Algérie: Cannibale", une nouvelle pièce au Théâtre régional de Béjaia

Bejaia — "Cannibale", la nouvelle pièce du Théâtre régional de Bejaia (TRB), dont la générale a été donnée jeudi soir, a résonné comme un cri de révolte contre la misère humaine et un de ses corollaires, le trafic d'organes.

Son metteur en scène, le dramaturge Omar Fatmouche, n'a pas mis de gants pour exposer le phénomène dans toute sa cruauté, quittes parfois à en exacerber les contours et la substance.
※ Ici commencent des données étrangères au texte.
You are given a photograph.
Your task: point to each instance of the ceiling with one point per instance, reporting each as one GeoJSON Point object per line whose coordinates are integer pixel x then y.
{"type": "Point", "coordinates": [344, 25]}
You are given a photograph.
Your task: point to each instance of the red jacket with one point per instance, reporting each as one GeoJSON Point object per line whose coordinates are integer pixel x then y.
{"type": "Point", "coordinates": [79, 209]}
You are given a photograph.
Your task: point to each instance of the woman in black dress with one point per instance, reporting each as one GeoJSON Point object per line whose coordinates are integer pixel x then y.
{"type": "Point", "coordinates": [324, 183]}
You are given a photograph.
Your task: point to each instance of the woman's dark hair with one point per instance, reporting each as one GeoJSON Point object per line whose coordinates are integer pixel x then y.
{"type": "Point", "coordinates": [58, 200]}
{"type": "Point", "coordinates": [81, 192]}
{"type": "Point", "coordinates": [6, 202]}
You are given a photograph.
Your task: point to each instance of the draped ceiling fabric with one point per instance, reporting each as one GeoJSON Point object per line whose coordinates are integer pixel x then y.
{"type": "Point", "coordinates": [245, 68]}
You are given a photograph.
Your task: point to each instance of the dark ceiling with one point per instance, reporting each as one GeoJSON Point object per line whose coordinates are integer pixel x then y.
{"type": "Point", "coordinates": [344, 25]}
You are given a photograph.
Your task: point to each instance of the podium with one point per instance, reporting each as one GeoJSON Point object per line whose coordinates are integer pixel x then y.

Ainsi, dans sa dramaturgie, il fait une place centrale au four crématoire, conçu comme un prolongement naturel des salles d'opérations au sein desquelles se réalisent clandestinement les prélèvements et les transplantations d'organes.

Une fois les parties jugées intéressantes retirées du corps, les carcasses restantes et leurs viscères sont machinalement vouées au feu et calcinées.

Dans ces endroits où il est mis fin à des vies pour en sauver prétendument d'autres, il n'y a pas de place, encore moins de temps et d'argent, pour les cérémonies funéraires en effet. Et la purification passe tout bonnement par la flamme.

La chronique en fait s'ouvre sur un fait anodin. L'histoire d'une journaliste qui débarque dans une clinique pour des soins esthétiques, mais qui, rapidement, en découvre la face cachée. L'espace du rêve qu'elle supposait n'en était rien d'autre qu'une boucherie à ciel ouvert, géré par une mafia et par des médecins qui en avaient tous les attributs.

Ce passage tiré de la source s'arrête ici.